As the brand celebrates its 25th anniversary, we caught up with Steven and Douglas Kaplan of Ed Kaplan Associates – and sons of Ed – to find out more about where the idea for Doodle Bear came from, and what the secret is to its enduring success.
Hi guys; so before we dive into all things Doodle Bear, you are both partners at EKA Associates, a toy invention studio founded by your father Ed Kaplan. Could you tell us a bit about the company?
Steven Kaplan, Ed Kaplan Associates: Yes, the company was founded by my late father in the mid-to-late Eighties. My father spent his entire career in the toy business, originally at Knickerbocker Toy Company, the firm behind Raggedy Ann and Holly Hobbie dolls. He then left Knickerbocker and joined a toy division of American Greetings called AmToy.
In the mid-to-late Eighties he left the manufacturing side of the business to go purely into inventing. That’s when he started the company we have now called Ed Kaplan Associates. He spent years with a design staff coming up with items and brands that were licensed to toy companies like Hasbro, Mattel, Fisher-Price and Tyco, back when there was a Tyco.
We’ve had a number of items on the market over the years, but the most prominent are Puppy Surprise, which is currently on the market with Just Play, and then Doodle Bear with TOMY, who have just launched the 25th Anniversary Doodle Bear.
So growing up, were you guinea pigs for some of these inventions?
Douglas Kaplan, Ed Kaplan Associates: We were three little boys with a dad that ran a big toy company and as you can imagine, for a kid that’s pretty exciting. When he started AmToy, the office was in New York at 200 Fifth Avenue, which was the Toy Building. It’s not anymore, but at the time, every toy company had an office in that building.
As a little kid, we would go to work with him and it was a pretty exciting place to work. I would go to the Coleco office; they had Cabbage Patch Kids and ColecoVision; they had every video game in the world in there. They would give me ColecoVision games before they were released… It was really exciting!
SK: And Toy Fair would take place in the Toy Building. You would go to each company’s showrooms in the Toy Building and it was literally heaven!
DK: So yes, we really grew up in the toy business, but to fast forward a little… I graduated college in the early Nineties and Steven was in law school. Dad started the toy invention business and he wanted us involved, so I went to work for Ed Kaplan Associates right out of college. Steven was a practising lawyer but he would do all the contracts. It made Dad happy for us both to be involved and to spend time with us and we were happy to around it. It was a successful business and an exciting business. Something tells me that in the back of his mind, he was always preparing us to take over for the day when he’s not around, which is where we’re at now.

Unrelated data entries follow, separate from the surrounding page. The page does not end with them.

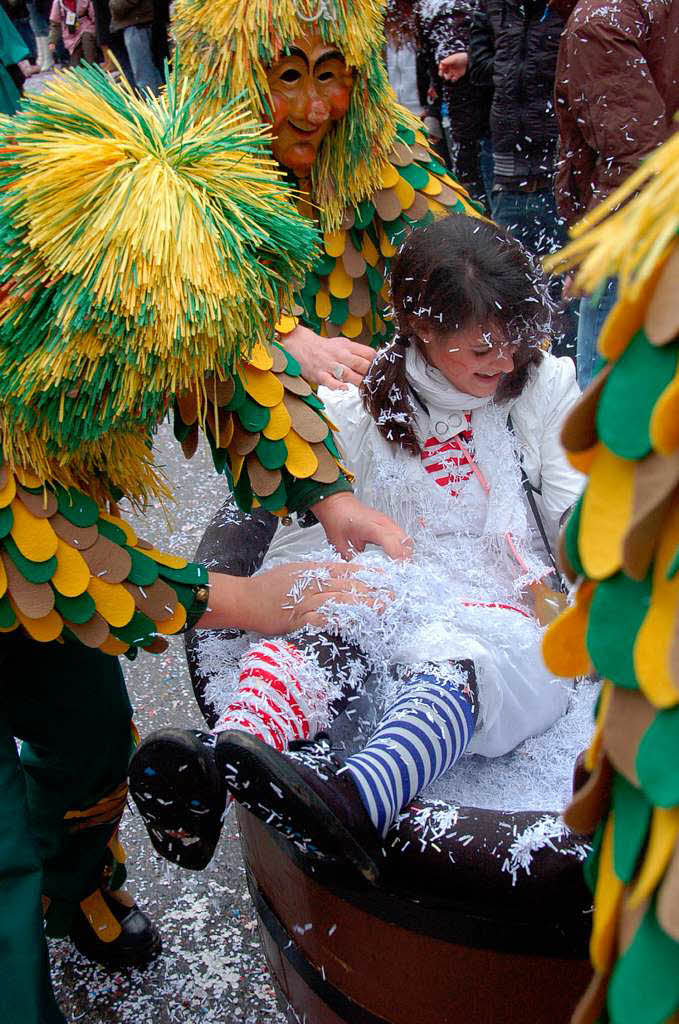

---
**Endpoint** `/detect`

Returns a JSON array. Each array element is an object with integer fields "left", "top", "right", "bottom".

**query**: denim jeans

[
  {"left": 14, "top": 17, "right": 38, "bottom": 63},
  {"left": 578, "top": 278, "right": 618, "bottom": 390},
  {"left": 493, "top": 188, "right": 578, "bottom": 359},
  {"left": 123, "top": 25, "right": 163, "bottom": 92}
]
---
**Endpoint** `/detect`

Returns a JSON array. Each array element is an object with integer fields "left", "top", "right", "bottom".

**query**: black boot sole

[
  {"left": 70, "top": 924, "right": 163, "bottom": 971},
  {"left": 129, "top": 729, "right": 226, "bottom": 871},
  {"left": 215, "top": 730, "right": 380, "bottom": 885}
]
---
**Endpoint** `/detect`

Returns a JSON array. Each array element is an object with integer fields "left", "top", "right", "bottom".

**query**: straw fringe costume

[
  {"left": 0, "top": 68, "right": 348, "bottom": 1024},
  {"left": 174, "top": 0, "right": 476, "bottom": 358},
  {"left": 544, "top": 134, "right": 679, "bottom": 1024}
]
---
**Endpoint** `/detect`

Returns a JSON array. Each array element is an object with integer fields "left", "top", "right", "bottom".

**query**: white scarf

[{"left": 406, "top": 344, "right": 493, "bottom": 420}]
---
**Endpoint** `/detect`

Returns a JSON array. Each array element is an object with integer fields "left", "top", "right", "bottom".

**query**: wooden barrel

[{"left": 186, "top": 504, "right": 591, "bottom": 1024}]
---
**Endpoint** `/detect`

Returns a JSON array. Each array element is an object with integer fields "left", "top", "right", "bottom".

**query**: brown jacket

[
  {"left": 109, "top": 0, "right": 154, "bottom": 32},
  {"left": 551, "top": 0, "right": 679, "bottom": 224}
]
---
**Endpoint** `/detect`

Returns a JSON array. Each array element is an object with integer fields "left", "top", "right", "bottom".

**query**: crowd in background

[
  {"left": 0, "top": 0, "right": 170, "bottom": 92},
  {"left": 387, "top": 0, "right": 679, "bottom": 387},
  {"left": 0, "top": 0, "right": 679, "bottom": 387}
]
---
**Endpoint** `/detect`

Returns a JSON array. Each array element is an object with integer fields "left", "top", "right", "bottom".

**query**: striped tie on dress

[
  {"left": 421, "top": 413, "right": 474, "bottom": 498},
  {"left": 214, "top": 640, "right": 315, "bottom": 751},
  {"left": 346, "top": 667, "right": 476, "bottom": 836}
]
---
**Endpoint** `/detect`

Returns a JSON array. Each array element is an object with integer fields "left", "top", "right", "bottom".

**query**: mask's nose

[{"left": 495, "top": 346, "right": 514, "bottom": 374}]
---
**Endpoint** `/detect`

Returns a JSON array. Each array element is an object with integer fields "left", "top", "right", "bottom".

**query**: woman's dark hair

[{"left": 360, "top": 214, "right": 553, "bottom": 455}]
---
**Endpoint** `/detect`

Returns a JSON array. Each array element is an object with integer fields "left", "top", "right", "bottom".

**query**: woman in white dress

[{"left": 131, "top": 216, "right": 582, "bottom": 879}]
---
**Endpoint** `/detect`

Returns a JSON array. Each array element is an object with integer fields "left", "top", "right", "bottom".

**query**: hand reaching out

[
  {"left": 198, "top": 562, "right": 381, "bottom": 636},
  {"left": 282, "top": 326, "right": 377, "bottom": 390},
  {"left": 438, "top": 52, "right": 469, "bottom": 82},
  {"left": 311, "top": 492, "right": 413, "bottom": 561}
]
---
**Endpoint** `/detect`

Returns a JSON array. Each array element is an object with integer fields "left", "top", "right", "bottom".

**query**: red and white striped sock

[{"left": 214, "top": 640, "right": 323, "bottom": 751}]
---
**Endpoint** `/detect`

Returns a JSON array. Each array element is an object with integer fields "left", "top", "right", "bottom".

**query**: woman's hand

[
  {"left": 311, "top": 490, "right": 413, "bottom": 561},
  {"left": 438, "top": 52, "right": 469, "bottom": 82},
  {"left": 281, "top": 325, "right": 377, "bottom": 390},
  {"left": 198, "top": 562, "right": 380, "bottom": 636}
]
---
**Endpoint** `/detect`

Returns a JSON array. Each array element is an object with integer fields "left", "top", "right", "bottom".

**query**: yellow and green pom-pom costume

[
  {"left": 0, "top": 69, "right": 343, "bottom": 654},
  {"left": 174, "top": 0, "right": 477, "bottom": 346},
  {"left": 544, "top": 134, "right": 679, "bottom": 1024},
  {"left": 0, "top": 61, "right": 348, "bottom": 1024}
]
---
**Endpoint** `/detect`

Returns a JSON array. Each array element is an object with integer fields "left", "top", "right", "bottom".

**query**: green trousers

[{"left": 0, "top": 633, "right": 132, "bottom": 1024}]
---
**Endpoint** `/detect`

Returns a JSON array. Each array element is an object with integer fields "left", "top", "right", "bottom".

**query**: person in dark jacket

[
  {"left": 552, "top": 0, "right": 679, "bottom": 387},
  {"left": 110, "top": 0, "right": 168, "bottom": 93},
  {"left": 415, "top": 0, "right": 493, "bottom": 204},
  {"left": 469, "top": 0, "right": 576, "bottom": 354}
]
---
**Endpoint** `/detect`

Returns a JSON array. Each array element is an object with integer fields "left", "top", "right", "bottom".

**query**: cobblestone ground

[{"left": 50, "top": 425, "right": 284, "bottom": 1024}]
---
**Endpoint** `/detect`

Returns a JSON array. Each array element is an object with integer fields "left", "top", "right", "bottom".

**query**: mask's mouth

[{"left": 288, "top": 118, "right": 323, "bottom": 138}]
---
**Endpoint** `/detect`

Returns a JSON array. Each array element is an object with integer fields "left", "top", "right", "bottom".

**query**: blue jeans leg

[
  {"left": 493, "top": 188, "right": 578, "bottom": 357},
  {"left": 578, "top": 278, "right": 618, "bottom": 390},
  {"left": 14, "top": 17, "right": 38, "bottom": 63},
  {"left": 124, "top": 25, "right": 163, "bottom": 93}
]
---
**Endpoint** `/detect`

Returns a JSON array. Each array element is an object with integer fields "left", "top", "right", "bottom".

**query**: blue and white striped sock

[{"left": 345, "top": 663, "right": 476, "bottom": 836}]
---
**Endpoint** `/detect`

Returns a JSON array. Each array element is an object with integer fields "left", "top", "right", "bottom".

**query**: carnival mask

[{"left": 267, "top": 36, "right": 353, "bottom": 178}]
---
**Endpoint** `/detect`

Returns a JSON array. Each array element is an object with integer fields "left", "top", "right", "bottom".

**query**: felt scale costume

[
  {"left": 0, "top": 70, "right": 341, "bottom": 654},
  {"left": 0, "top": 61, "right": 348, "bottom": 1024},
  {"left": 544, "top": 134, "right": 679, "bottom": 1024},
  {"left": 174, "top": 0, "right": 475, "bottom": 356}
]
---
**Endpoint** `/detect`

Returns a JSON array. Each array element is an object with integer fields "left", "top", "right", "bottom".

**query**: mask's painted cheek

[
  {"left": 271, "top": 92, "right": 290, "bottom": 129},
  {"left": 326, "top": 80, "right": 353, "bottom": 121}
]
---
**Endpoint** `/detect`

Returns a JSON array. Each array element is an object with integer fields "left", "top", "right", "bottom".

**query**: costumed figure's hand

[
  {"left": 281, "top": 325, "right": 377, "bottom": 390},
  {"left": 311, "top": 492, "right": 413, "bottom": 561},
  {"left": 198, "top": 562, "right": 382, "bottom": 636},
  {"left": 438, "top": 52, "right": 469, "bottom": 82}
]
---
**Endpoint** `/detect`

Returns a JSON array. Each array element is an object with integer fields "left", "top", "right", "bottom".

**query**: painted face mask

[{"left": 267, "top": 35, "right": 353, "bottom": 178}]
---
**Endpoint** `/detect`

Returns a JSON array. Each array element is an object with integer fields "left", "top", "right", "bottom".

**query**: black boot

[
  {"left": 215, "top": 729, "right": 382, "bottom": 883},
  {"left": 130, "top": 729, "right": 226, "bottom": 871},
  {"left": 69, "top": 890, "right": 163, "bottom": 971}
]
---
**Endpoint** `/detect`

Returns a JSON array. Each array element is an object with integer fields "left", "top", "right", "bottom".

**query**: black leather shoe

[
  {"left": 69, "top": 890, "right": 163, "bottom": 971},
  {"left": 125, "top": 729, "right": 226, "bottom": 871},
  {"left": 215, "top": 729, "right": 382, "bottom": 883}
]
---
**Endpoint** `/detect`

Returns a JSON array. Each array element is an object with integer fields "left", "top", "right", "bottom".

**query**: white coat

[{"left": 263, "top": 354, "right": 583, "bottom": 757}]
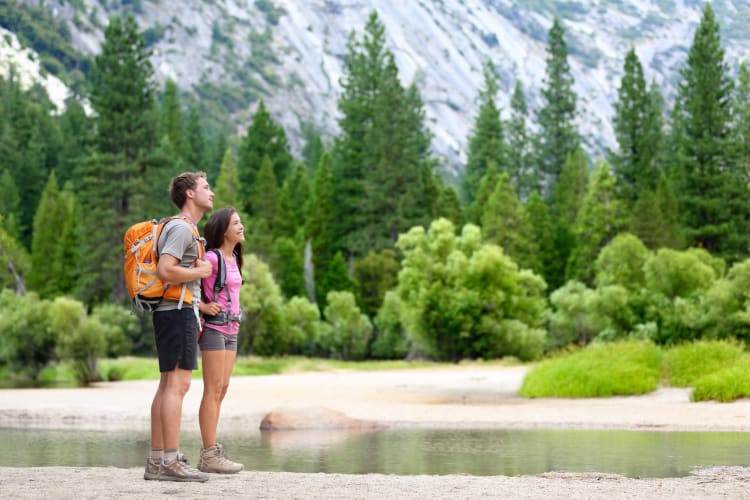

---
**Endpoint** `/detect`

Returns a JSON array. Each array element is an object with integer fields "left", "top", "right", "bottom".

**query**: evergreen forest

[{"left": 0, "top": 4, "right": 750, "bottom": 382}]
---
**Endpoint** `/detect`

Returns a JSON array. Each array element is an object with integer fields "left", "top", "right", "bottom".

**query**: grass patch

[
  {"left": 664, "top": 340, "right": 744, "bottom": 387},
  {"left": 690, "top": 359, "right": 750, "bottom": 403},
  {"left": 520, "top": 341, "right": 662, "bottom": 398}
]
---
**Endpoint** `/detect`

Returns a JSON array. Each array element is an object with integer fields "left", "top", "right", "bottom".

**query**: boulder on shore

[{"left": 260, "top": 407, "right": 385, "bottom": 431}]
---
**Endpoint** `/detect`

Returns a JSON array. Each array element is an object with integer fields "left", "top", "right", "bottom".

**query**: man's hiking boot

[
  {"left": 143, "top": 453, "right": 191, "bottom": 481},
  {"left": 159, "top": 460, "right": 208, "bottom": 483},
  {"left": 143, "top": 457, "right": 161, "bottom": 481},
  {"left": 198, "top": 443, "right": 243, "bottom": 474}
]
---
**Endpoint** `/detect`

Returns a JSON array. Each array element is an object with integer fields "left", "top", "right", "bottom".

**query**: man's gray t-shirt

[{"left": 156, "top": 219, "right": 201, "bottom": 311}]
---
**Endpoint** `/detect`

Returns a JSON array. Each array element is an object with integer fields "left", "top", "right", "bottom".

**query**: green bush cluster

[
  {"left": 0, "top": 289, "right": 138, "bottom": 384},
  {"left": 520, "top": 340, "right": 750, "bottom": 401},
  {"left": 520, "top": 341, "right": 662, "bottom": 398},
  {"left": 549, "top": 233, "right": 750, "bottom": 348}
]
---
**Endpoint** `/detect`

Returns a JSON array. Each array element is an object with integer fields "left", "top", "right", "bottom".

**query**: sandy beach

[{"left": 0, "top": 366, "right": 750, "bottom": 499}]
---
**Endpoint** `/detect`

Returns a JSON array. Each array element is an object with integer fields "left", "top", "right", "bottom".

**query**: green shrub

[
  {"left": 320, "top": 291, "right": 372, "bottom": 360},
  {"left": 690, "top": 361, "right": 750, "bottom": 403},
  {"left": 520, "top": 341, "right": 661, "bottom": 398},
  {"left": 664, "top": 340, "right": 743, "bottom": 387}
]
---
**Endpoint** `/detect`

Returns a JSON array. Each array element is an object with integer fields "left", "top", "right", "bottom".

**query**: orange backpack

[{"left": 123, "top": 215, "right": 205, "bottom": 312}]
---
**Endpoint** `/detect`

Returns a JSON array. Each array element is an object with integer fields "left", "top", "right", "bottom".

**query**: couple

[{"left": 143, "top": 172, "right": 245, "bottom": 482}]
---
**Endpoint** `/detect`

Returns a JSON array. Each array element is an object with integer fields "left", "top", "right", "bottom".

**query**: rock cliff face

[{"left": 5, "top": 0, "right": 750, "bottom": 173}]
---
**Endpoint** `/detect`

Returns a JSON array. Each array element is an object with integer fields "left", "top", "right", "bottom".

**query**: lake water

[{"left": 0, "top": 428, "right": 750, "bottom": 477}]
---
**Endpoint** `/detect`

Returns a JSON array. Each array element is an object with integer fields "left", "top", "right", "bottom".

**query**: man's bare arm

[{"left": 156, "top": 254, "right": 211, "bottom": 283}]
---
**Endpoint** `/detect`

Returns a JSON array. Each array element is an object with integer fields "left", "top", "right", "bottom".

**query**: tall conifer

[
  {"left": 610, "top": 48, "right": 662, "bottom": 205},
  {"left": 462, "top": 61, "right": 507, "bottom": 206},
  {"left": 535, "top": 17, "right": 580, "bottom": 196},
  {"left": 676, "top": 3, "right": 750, "bottom": 261}
]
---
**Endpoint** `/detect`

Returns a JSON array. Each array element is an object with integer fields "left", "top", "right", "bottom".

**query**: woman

[{"left": 198, "top": 208, "right": 245, "bottom": 474}]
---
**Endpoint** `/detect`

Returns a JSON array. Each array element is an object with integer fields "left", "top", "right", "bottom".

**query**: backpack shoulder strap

[{"left": 211, "top": 248, "right": 227, "bottom": 297}]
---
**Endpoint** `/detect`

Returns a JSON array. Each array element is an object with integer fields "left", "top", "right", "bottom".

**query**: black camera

[{"left": 203, "top": 311, "right": 229, "bottom": 326}]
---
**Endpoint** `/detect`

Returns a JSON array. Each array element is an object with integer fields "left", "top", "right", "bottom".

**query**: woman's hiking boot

[
  {"left": 143, "top": 453, "right": 208, "bottom": 482},
  {"left": 198, "top": 443, "right": 243, "bottom": 474},
  {"left": 158, "top": 460, "right": 208, "bottom": 483}
]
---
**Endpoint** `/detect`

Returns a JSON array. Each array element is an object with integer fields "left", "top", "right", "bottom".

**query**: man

[{"left": 143, "top": 172, "right": 214, "bottom": 482}]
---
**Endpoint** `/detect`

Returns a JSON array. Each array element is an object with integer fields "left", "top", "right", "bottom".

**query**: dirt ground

[{"left": 0, "top": 366, "right": 750, "bottom": 499}]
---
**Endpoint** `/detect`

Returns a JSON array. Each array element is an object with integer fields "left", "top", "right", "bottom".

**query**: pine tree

[
  {"left": 15, "top": 122, "right": 49, "bottom": 248},
  {"left": 213, "top": 148, "right": 242, "bottom": 211},
  {"left": 433, "top": 183, "right": 466, "bottom": 227},
  {"left": 0, "top": 169, "right": 21, "bottom": 239},
  {"left": 75, "top": 15, "right": 159, "bottom": 304},
  {"left": 675, "top": 4, "right": 750, "bottom": 261},
  {"left": 466, "top": 161, "right": 498, "bottom": 224},
  {"left": 282, "top": 162, "right": 311, "bottom": 236},
  {"left": 535, "top": 17, "right": 580, "bottom": 195},
  {"left": 481, "top": 172, "right": 539, "bottom": 269},
  {"left": 55, "top": 100, "right": 94, "bottom": 185},
  {"left": 545, "top": 146, "right": 589, "bottom": 290},
  {"left": 332, "top": 12, "right": 437, "bottom": 257},
  {"left": 566, "top": 161, "right": 624, "bottom": 286},
  {"left": 27, "top": 171, "right": 68, "bottom": 298},
  {"left": 237, "top": 100, "right": 292, "bottom": 212},
  {"left": 307, "top": 153, "right": 336, "bottom": 305},
  {"left": 507, "top": 80, "right": 539, "bottom": 200},
  {"left": 462, "top": 61, "right": 507, "bottom": 206},
  {"left": 730, "top": 61, "right": 750, "bottom": 179},
  {"left": 90, "top": 14, "right": 157, "bottom": 161},
  {"left": 302, "top": 123, "right": 326, "bottom": 172},
  {"left": 248, "top": 156, "right": 279, "bottom": 261},
  {"left": 610, "top": 48, "right": 662, "bottom": 204},
  {"left": 271, "top": 237, "right": 305, "bottom": 298},
  {"left": 316, "top": 252, "right": 359, "bottom": 309},
  {"left": 159, "top": 79, "right": 187, "bottom": 156},
  {"left": 552, "top": 146, "right": 589, "bottom": 225},
  {"left": 183, "top": 105, "right": 206, "bottom": 171},
  {"left": 524, "top": 190, "right": 559, "bottom": 283}
]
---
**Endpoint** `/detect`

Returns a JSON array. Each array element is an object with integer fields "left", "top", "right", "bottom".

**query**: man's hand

[{"left": 195, "top": 259, "right": 213, "bottom": 278}]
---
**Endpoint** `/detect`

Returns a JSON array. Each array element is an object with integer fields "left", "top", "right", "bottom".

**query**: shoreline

[{"left": 0, "top": 367, "right": 750, "bottom": 500}]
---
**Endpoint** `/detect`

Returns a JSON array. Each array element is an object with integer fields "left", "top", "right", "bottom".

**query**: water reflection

[{"left": 0, "top": 429, "right": 750, "bottom": 477}]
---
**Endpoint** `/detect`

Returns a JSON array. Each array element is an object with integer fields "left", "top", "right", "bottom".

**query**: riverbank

[{"left": 0, "top": 366, "right": 750, "bottom": 499}]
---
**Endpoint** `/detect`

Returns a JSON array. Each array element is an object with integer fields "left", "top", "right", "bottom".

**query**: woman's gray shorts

[{"left": 198, "top": 328, "right": 237, "bottom": 351}]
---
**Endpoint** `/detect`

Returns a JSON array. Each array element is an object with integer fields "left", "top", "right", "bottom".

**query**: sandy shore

[{"left": 0, "top": 367, "right": 750, "bottom": 499}]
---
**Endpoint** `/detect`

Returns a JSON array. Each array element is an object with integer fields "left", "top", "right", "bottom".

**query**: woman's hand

[{"left": 198, "top": 302, "right": 221, "bottom": 316}]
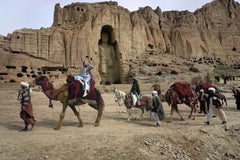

And looking at Ed Kaplan Associates now, what do you guys spend most of your time on?
DK: We look after our two big brands, Doodle Bear and Puppy Surprise, and we have an extensive library of other toys that have been sold or haven’t been sold. Doodle Bear and Puppy Surprise have each done close to $500m in wholesale sales, from the Nineties to today. They’re well-recognised and we’re excited they’re still both around and doing well.
Before we look closer at Doodle Bear, do you think your dad had any particular traits that made him well suited to life as a toy inventor?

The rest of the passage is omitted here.